What is: The closed Strider Academy, a PK-12 school in Tallahatchie County, Mississippi, which operated from 1971 until 2018.

What was: The school was established in 1971 as a segregation academy to allow white parents to avoid sending their children to racially integrated public schools.  Strider Academy was named for the sheriff who investigated and obstructed justice in the murder of Emmett Till.  He went on to become a state senator. Shortly before his death in 1970, Clarence Strider donated the land for Strider Academy.

The school campus suffered two fires in two weeks in August 1977. The main building and the field house were both destroyed. The FBI was involved in the investigation.  In 1989, Greenwood public schools trustee Jeff Milman resigned after the NAACP protested his decision to enroll his children in Strider Academy instead of racially integrated public schools. Milman stated that his children wanted to attend Strider and that it was closer to his residence.
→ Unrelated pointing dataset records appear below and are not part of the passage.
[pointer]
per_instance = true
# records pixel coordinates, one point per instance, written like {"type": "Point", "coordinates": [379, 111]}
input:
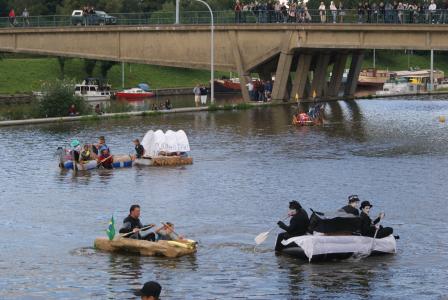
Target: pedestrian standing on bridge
{"type": "Point", "coordinates": [26, 17]}
{"type": "Point", "coordinates": [197, 94]}
{"type": "Point", "coordinates": [12, 17]}
{"type": "Point", "coordinates": [322, 12]}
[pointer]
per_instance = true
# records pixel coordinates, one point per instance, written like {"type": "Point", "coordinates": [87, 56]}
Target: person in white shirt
{"type": "Point", "coordinates": [322, 12]}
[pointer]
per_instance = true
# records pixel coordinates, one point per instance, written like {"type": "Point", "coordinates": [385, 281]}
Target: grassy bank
{"type": "Point", "coordinates": [22, 75]}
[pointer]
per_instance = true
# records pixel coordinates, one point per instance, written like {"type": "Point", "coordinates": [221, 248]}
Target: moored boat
{"type": "Point", "coordinates": [134, 94]}
{"type": "Point", "coordinates": [170, 249]}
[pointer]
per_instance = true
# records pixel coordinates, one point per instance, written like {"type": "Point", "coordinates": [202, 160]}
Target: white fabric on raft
{"type": "Point", "coordinates": [322, 244]}
{"type": "Point", "coordinates": [169, 142]}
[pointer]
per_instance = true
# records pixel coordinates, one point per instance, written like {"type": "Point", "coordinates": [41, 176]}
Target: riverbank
{"type": "Point", "coordinates": [147, 113]}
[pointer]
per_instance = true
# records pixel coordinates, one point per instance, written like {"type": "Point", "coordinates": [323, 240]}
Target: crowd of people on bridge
{"type": "Point", "coordinates": [275, 11]}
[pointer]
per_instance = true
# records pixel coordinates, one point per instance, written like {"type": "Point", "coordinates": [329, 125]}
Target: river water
{"type": "Point", "coordinates": [248, 165]}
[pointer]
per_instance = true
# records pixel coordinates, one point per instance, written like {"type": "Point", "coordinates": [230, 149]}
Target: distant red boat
{"type": "Point", "coordinates": [134, 94]}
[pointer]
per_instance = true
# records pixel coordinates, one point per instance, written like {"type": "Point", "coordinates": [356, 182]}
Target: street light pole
{"type": "Point", "coordinates": [212, 45]}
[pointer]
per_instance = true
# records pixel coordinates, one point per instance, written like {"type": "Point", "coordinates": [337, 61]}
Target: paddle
{"type": "Point", "coordinates": [261, 238]}
{"type": "Point", "coordinates": [141, 229]}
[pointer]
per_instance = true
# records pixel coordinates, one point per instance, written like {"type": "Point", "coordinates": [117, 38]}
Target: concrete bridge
{"type": "Point", "coordinates": [300, 56]}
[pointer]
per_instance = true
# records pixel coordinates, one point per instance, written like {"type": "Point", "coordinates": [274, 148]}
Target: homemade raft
{"type": "Point", "coordinates": [168, 249]}
{"type": "Point", "coordinates": [119, 161]}
{"type": "Point", "coordinates": [165, 149]}
{"type": "Point", "coordinates": [322, 247]}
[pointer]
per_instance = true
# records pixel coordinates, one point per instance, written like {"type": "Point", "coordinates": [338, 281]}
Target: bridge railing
{"type": "Point", "coordinates": [375, 16]}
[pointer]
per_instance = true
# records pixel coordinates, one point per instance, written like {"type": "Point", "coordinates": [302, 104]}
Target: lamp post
{"type": "Point", "coordinates": [212, 44]}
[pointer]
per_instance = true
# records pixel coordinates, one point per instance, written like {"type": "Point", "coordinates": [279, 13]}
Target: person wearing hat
{"type": "Point", "coordinates": [369, 228]}
{"type": "Point", "coordinates": [298, 224]}
{"type": "Point", "coordinates": [139, 150]}
{"type": "Point", "coordinates": [133, 224]}
{"type": "Point", "coordinates": [150, 291]}
{"type": "Point", "coordinates": [105, 160]}
{"type": "Point", "coordinates": [352, 207]}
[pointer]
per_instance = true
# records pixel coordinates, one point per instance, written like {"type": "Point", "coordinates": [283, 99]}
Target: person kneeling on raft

Strider Academy said it admits students of any race, color, national and ethnic origin to all the rights, privileges, programs, and activities generally accorded or made available to students at the school and that it does not discriminate on the basis of race, color, national and ethnic origin in administration of its educational policies, admission policies, tuition assistance programs, and athletic and other school-administered programs.

However, as of 2016, the school’s students were 96% white. Filings for the 2015–16 school year indicates that all seventy-two students at the school were white. Tallahatchie County is 54% black.